US data show loss of momentum
First-quarter growth for the US was revised down from an annualised rate of 2.2 per cent to 1.9 per cent in a day of gloomy data on the world’s largest economy.
The downward revision to gross domestic product came alongside a weak jobs number from the payrolls processing company ADP and a rise in new claims for unemployment insurance.
Taken together, the soft data make temporary explanations – such as unseasonal weather earlier this year – less likely and make it more probable that the economy has lost momentum. The weak numbers increase the emphasis on official data for non-farm payrolls due tomorrow.
There was one sign of hope: gross domestic income, an alternative measure of national output that has some advantages over GDP, rose 2.7 per cent in the first quarter compared with 2.6 per cent in the last quarter of 2011.
That is still not strong but is more consistent with falling unemployment in the early months of this year. The US Federal Reserve looks to GDI as a way to test the accuracy of the GDP figures. The strength of GDI compared with GDP may give it some comfort on the health of the economy.
The downward revision to GDP reflected a smaller build-up of inventories, higher imports than previously thought, and even lower spending by state and local governments than initially estimated.
New claims for unemployment insurance, the highest-frequency data on the labour market released every week by the Department of Labour, rose 10,000 to 383,000 for the week to May 26.
Analysts surveyed by Bloomberg had expected the number of claims to stand at the 370,000 mark.

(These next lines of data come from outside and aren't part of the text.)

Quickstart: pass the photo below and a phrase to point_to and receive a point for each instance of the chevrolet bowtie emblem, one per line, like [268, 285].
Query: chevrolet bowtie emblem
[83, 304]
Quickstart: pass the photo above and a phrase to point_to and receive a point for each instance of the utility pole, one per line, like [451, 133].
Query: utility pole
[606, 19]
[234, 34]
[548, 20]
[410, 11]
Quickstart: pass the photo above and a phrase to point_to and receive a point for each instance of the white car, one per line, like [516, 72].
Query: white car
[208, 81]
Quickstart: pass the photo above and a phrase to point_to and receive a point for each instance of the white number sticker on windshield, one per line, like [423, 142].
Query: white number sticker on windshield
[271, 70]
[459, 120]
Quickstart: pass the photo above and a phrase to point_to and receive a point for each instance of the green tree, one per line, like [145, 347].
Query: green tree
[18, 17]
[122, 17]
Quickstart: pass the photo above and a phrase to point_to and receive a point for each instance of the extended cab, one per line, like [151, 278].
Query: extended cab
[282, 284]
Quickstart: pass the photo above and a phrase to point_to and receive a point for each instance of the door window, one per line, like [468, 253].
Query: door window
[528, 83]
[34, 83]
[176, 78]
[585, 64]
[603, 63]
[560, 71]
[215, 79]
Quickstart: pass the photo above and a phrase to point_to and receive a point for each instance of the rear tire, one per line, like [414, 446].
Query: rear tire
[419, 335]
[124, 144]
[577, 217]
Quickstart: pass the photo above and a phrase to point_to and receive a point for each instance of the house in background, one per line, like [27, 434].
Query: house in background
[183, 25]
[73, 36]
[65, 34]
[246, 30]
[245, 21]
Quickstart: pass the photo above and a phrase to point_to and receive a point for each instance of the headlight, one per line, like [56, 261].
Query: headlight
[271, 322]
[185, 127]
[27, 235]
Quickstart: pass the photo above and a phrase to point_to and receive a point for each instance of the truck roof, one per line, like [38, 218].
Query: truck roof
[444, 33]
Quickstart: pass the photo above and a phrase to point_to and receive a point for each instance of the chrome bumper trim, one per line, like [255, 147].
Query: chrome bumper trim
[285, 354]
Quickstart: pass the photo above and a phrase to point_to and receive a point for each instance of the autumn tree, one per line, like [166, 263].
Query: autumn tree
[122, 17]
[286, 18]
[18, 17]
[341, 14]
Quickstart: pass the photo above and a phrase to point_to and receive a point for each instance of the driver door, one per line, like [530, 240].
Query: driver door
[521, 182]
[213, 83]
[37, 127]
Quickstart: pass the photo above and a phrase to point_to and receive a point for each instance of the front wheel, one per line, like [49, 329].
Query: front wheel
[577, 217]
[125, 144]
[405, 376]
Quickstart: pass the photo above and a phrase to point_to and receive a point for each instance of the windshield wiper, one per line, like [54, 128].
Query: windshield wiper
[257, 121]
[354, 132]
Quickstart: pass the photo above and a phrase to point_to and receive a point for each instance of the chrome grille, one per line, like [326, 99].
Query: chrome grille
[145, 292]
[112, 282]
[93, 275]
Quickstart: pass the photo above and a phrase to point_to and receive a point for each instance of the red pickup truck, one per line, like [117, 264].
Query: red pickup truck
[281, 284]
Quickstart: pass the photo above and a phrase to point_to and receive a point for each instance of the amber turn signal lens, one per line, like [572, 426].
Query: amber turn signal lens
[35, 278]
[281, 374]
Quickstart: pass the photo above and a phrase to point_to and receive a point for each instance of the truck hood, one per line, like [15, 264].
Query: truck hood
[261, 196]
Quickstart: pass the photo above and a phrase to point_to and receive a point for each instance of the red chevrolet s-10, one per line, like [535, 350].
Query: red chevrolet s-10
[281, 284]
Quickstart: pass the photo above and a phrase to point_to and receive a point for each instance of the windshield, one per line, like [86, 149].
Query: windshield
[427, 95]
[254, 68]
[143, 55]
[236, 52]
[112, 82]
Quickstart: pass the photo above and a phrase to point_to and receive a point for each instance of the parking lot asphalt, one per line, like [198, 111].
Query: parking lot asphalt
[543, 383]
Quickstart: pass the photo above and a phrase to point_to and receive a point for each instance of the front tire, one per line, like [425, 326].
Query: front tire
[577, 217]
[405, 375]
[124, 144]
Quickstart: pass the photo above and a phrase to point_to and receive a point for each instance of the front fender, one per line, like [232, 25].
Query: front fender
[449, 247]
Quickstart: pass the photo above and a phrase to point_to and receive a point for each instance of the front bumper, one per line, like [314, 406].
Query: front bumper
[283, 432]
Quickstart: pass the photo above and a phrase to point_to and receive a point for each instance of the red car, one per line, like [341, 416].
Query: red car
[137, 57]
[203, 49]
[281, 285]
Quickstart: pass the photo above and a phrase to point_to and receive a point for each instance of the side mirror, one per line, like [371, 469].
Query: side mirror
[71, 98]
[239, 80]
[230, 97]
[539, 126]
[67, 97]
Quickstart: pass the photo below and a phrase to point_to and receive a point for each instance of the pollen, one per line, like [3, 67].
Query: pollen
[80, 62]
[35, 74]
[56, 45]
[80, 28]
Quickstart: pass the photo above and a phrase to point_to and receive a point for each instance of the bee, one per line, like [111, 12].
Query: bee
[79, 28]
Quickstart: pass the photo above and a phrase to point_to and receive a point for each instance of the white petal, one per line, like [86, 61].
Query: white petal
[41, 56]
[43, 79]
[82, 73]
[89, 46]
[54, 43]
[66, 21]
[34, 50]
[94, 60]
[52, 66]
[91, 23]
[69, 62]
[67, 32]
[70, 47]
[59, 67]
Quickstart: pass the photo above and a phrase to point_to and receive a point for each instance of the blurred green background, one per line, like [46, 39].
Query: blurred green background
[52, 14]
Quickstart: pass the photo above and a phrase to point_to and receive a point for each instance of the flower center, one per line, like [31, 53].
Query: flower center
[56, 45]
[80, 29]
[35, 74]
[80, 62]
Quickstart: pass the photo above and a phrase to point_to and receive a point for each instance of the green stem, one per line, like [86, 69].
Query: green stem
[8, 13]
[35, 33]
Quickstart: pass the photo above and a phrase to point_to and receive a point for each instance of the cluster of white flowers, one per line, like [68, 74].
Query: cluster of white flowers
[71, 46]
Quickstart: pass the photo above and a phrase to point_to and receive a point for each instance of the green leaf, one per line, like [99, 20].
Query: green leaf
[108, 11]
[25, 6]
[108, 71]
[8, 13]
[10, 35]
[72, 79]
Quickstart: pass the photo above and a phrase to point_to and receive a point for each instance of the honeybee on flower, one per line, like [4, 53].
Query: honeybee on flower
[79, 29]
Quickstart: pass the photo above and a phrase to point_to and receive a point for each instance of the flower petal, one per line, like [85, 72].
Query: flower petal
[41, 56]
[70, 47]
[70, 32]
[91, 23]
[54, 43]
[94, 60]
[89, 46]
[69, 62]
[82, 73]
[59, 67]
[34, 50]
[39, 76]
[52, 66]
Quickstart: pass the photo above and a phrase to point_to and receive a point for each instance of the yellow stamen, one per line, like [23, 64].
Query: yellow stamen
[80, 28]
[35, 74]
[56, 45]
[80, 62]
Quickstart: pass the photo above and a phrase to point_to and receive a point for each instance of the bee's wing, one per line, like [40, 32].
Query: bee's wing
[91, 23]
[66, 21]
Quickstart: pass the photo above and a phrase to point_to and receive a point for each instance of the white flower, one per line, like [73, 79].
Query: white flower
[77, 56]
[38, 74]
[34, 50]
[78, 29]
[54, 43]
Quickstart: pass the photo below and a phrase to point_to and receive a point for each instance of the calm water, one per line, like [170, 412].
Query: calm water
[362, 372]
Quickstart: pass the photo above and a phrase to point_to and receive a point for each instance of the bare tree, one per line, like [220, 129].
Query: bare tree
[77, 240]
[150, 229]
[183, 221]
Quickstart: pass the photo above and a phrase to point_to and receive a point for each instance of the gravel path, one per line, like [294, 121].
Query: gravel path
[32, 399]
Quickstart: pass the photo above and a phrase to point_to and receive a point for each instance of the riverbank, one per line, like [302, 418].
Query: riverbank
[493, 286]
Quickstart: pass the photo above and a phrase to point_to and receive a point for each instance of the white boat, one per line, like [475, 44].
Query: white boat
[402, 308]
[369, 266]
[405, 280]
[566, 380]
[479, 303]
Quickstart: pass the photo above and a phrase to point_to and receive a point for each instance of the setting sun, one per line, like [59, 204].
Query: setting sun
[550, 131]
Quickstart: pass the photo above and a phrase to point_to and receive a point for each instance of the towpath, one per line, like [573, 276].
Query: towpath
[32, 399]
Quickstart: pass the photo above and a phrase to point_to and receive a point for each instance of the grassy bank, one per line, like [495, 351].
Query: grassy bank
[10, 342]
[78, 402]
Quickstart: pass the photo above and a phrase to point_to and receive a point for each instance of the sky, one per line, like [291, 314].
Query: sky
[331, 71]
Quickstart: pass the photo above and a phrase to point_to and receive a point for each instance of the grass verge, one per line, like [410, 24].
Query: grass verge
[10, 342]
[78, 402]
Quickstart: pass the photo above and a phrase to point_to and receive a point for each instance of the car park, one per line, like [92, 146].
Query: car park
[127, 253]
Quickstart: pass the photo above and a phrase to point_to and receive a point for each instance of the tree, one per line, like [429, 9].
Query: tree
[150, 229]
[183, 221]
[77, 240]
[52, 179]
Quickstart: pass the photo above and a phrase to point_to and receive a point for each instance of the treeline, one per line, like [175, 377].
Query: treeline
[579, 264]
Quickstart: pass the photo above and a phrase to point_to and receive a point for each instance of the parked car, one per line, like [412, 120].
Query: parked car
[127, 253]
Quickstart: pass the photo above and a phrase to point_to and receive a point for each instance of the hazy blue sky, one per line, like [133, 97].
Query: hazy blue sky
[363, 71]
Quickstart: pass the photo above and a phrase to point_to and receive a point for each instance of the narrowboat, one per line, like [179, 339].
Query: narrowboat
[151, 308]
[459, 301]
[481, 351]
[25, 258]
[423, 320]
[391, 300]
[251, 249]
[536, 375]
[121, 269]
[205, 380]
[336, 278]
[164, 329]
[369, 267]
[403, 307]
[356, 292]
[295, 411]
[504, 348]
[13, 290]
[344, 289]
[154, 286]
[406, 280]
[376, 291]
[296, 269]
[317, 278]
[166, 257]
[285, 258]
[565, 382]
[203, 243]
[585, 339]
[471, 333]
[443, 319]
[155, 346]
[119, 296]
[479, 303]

The prior week’s level of 370,000 was revised up to 373,000.
The four-week moving average, which smooths out seasonal quirks, rose 3,750 to 374,500, but this is still below 384,250 reported at the end of April.
“On balance, the disappointing tone of this report is consistent with the overall trend in the recent data flow, which continue to show weakening growth momentum,” said Millan Mulraine, at TD Securities in New York.
Continuing claims for benefits moved lower, down 36,000 to 3.242m for the May 19 week.
Some analysts were a little more positive. “The labour market has come of the boil a little since spring arrived, but the slowdown is much more modest than the one we saw last year, “ said Paul Ashworth, chief US economist at Capital Economics.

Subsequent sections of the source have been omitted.